As land-based mineral resources are depleted, a new frontier for the extraction of precious metals has emerged: the ocean’s floor. UK-based Soil Machine Dynamics has reported that its mining robot prototype passed the first round of shallow-water testing, a significant step in the advancement of deep-sea mining.
Soil Machine Dynamics has partnered with Canadian mining firm Nautilus Minerals as well as a consortium of European companies and government entities in separate deep-sea mining projects.
SMD has operated for over 45 years constructing underwater technology such as ROVs and undersea cables while also providing maintenance for offshore oil platforms. An investment boom in deep-sea mining technology has meant SMD leading the charge in providing robotic mining equipment which will harvest the likes of gold, silver, copper, and zinc embedded as deep as 1,600 meters below sea level.
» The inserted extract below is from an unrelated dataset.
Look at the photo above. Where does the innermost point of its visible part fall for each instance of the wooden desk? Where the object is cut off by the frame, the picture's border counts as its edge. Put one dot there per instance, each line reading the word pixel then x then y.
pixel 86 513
Nautilus Minerals first unveiled the SMD-built mining machines known as seafloor production tools, or SPTs, in November of 2015. Their ambitions to mine the floor of the Bismarck Sea off the coast of Papua New Guinea were granted only after Nautilus granted the government of PNG intellectual property rights from the digs. This agreement permitted Nautilus to attain approximately $149 million in funding for a first-of-its-kind ship capable of deploying the SPTs and processing the minerals which they will recover.
Nautilus began conducting submerged tests of their SPTs in July, and plans to begin mineral extraction in the Bismarck Sea by 2019. Soil Machine Dynamics’ latest announcement of a successful underwater test carried out on an abandoned mine in the English county of Devon signals progress for a European viable alternative mine operating system project, known as VAMOS. The project is part of the European Union’s Horizon 2020 research and innovation program, and the consortium of investors includes 16 institutions from nine EU member nations. The excavation of a deeper test site located in Bosnia and Herzegovina is scheduled for Spring 2018, an undertaking that will serve as the second of four rounds of testing.
As of now, The International Seabed Authority, which oversees the regulation of deep-sea mining in international waters, has granted contracts to more than 25 nations seeking to explore deep-sea mineral deposits, and Soil Machine Dynamics’ partnerships have taken the lead in what has been referred to as an underwater gold rush.